Intestinal morphology and transport after ileal resection in rat is modified by dietary fatty acids

Monika Keelan, MSc
Christopher I. Cheeseman, PhD
M. Thomas Clandinin, PhD
Alan B.R. Thomson, MD, PhD

Ms. Keelan and Dr. Thomson are with the Division of Gastroenterology, Dr. Cheeseman is with the Department of Physiology, and Dr. Clandinin is with the Nutrition and Metabolism Research Group, departments of Medicine and Home Economics, University of Alberta, Edmonton, Alta.

(Original manuscript submitted Apr. 13, 1995; received in revised form Sept. 29, 1995; accepted Oct. 11, 1995)

Abstract

The authors tested the hypothesis that the intestinal morphology and uptake of nutrients after resection of the distal half of the small intestine of rats responds to alterations in the dietary content of saturated (SFA) and polyunsaturated (PUFA) fatty acids.

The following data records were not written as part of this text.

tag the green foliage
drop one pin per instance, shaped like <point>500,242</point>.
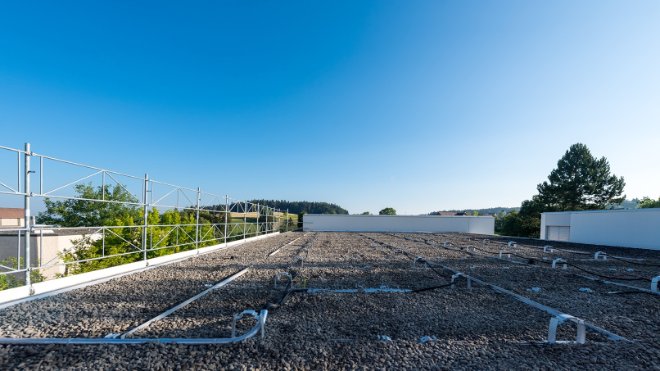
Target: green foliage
<point>300,219</point>
<point>84,213</point>
<point>297,207</point>
<point>387,211</point>
<point>647,203</point>
<point>515,224</point>
<point>8,281</point>
<point>487,211</point>
<point>581,182</point>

Adult female Sprague-Dawley rats were subjected to a sham operation or to the surgical resection of the distal half of the small intestine, leaving the ileocecal valve intact. The animals were fed chow for 3 weeks, then either chow or isocaloric semisynthetic SFA or PUFA diets for a further 2 weeks. Food consumption, weight gain and jejunal mucosal surface area were unchanged after ileal resection. A microdensitometric autoradiographic technique was used to examine the distribution of 3H-leucine and 3H-lysine along the villus: approximately 70% of uptake occurred in the upper 30% of the enterocytes of the villus in chow-fed rats, and this portion was unchanged by ileal resection. The jejunal uptake of 40 mM of glucose, observed in vitro, was twice as high in animals that had undergone resection and were fed SFA than in those fed PUFA. In summary, (1) there is a separation between the adaptation of intestinal transport function and dynamic/static morphology after ileal resection, and (2) glucose uptake after ileal resection is enhanced by SFA in the diet and is not explained by any changes in the animals' food intake, weight gain or intestinal morphology.